The building society has been asked to develop a legacy plan by the Government. It has effectively been nationalised following the Government’s commitment to inject €2.7 billion into it.
Irish Nationwide must investigate past lending practices and policies to establish how it collapsed into insolvency, warranting such a large commitment of State capital.
The Department of Finance has yet to sign off on the appointment of McCann Fitzgerald and Ernst Young to carry out the investigation at the State-controlled lender.
McCann Fitzgerald is in the final stages of completing a similar investigation into controversial lending practices at State-owned Anglo Irish Bank for the board of the nationalised bank.

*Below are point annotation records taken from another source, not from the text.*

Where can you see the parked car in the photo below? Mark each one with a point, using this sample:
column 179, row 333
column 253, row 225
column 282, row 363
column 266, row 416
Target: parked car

The Dublin firm is also representing Anglo in several legal actions, including the investigation by the Office of the Director of Corporate Enforcement and the bank’s action against former chief executive David Drumm over his unpaid loans of €8.3 million.
Ernst Young were auditors to Anglo, but were replaced by Deloitte in August 2009.

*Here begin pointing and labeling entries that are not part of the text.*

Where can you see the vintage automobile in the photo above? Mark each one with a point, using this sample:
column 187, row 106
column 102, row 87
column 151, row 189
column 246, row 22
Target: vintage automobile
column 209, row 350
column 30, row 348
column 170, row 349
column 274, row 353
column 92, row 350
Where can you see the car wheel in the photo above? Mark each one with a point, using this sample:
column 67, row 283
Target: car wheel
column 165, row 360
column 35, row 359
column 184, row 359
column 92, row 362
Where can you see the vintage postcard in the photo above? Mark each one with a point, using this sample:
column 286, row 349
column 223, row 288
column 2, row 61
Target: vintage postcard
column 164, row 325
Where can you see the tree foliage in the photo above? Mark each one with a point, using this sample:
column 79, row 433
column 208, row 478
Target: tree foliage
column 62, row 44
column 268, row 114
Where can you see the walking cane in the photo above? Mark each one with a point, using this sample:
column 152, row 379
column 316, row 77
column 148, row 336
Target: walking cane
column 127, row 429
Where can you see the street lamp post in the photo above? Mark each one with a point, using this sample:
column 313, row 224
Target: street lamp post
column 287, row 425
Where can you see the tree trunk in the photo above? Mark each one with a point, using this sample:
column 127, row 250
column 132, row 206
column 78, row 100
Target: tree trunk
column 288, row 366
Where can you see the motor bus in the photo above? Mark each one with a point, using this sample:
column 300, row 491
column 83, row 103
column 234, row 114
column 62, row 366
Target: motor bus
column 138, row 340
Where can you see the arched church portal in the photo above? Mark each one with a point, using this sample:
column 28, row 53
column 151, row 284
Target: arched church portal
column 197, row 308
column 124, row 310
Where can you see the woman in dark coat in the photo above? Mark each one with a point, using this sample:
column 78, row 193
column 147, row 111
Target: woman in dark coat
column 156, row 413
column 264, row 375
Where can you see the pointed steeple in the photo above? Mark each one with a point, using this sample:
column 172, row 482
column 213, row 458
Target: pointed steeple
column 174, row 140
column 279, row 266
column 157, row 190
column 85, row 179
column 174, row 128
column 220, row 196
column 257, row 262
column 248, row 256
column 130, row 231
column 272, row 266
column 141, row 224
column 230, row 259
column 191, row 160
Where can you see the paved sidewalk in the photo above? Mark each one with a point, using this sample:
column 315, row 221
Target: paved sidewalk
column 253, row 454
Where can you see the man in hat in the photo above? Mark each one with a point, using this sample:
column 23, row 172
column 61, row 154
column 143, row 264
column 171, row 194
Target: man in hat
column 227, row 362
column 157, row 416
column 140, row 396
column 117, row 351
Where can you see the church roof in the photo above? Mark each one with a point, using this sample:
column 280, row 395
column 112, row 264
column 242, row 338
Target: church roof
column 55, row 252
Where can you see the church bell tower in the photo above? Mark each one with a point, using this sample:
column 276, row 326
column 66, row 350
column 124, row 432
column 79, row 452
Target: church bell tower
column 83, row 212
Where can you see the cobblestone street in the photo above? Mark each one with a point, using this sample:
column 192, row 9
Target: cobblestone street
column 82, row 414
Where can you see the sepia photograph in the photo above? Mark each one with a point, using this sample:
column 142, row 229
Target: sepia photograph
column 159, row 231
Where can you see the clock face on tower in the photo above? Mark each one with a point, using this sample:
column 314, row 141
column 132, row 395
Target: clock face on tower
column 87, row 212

The investigation into Irish Nationwide will assess the reckless lending policies and practices pursued by Mr Fingleton – particularly at the height of the property boom, between 2005 and 2007.
Irish Nationwide reported a loss of €2.5 billion for 2009 after writing off almost €2.8 billion in loans – almost a quarter of its loan book – due to high-risk and sloppy lending to developers and land speculators under Mr Fingleton.
The building society said at the time that poor lending practices and corporate governance at Irish Nationwide were reported to the society’s board and the regulator by external accountants over a long period, but this did not change behaviour at the lender.
The society’s chief executive Gerry McGinn described the losses built up at the institution as “an outrage” after he outlined how Irish Nationwide had loaned developers up to 120 per cent of the value of land they bought.
Irish Nationwide also invested its own cash in property deals and had provided loans without securing personal guarantees.
The lender had a large volume of loans concentrated among a very small number of borrowers.Loans worth €3.65 billion – almost a third of its loans – were provided to just 30 property developers.
It emerged last year that the regulator had raised concerns about corporate governance and risk management at the institution as far back as December 2004.
RTÉ’s Prime Time reported that at the time the regulator wrote to then chairman of Irish Nationwide Michael Walsh raising issues about management and lending practices at the society.
Later reports on the lender by accountants Deloitte and KPMG, Irish Nationwide’s auditors, were submitted to the regulator under its request as late as 2008, but little was done to alter the society’s practices and structures.
The regulator demanded that the building society raise its capital levels to 11 per cent of assets and requested that Irish Nationwide strengthen the society’s management structure in early 2009.
The building society’s new management is working to address 528 outstanding areas of concern raised in reports into the society.
Irish Nationwide will also come under scrutiny by the six-month commission of investigation to be led by former Finnish senior civil servant Peter Nyberg. Minister for Finance Brian Lenihan said last week the investigation will examine bank failures in governance and risk management, and in particular “egregious failures” at Anglo and Irish Nationwide.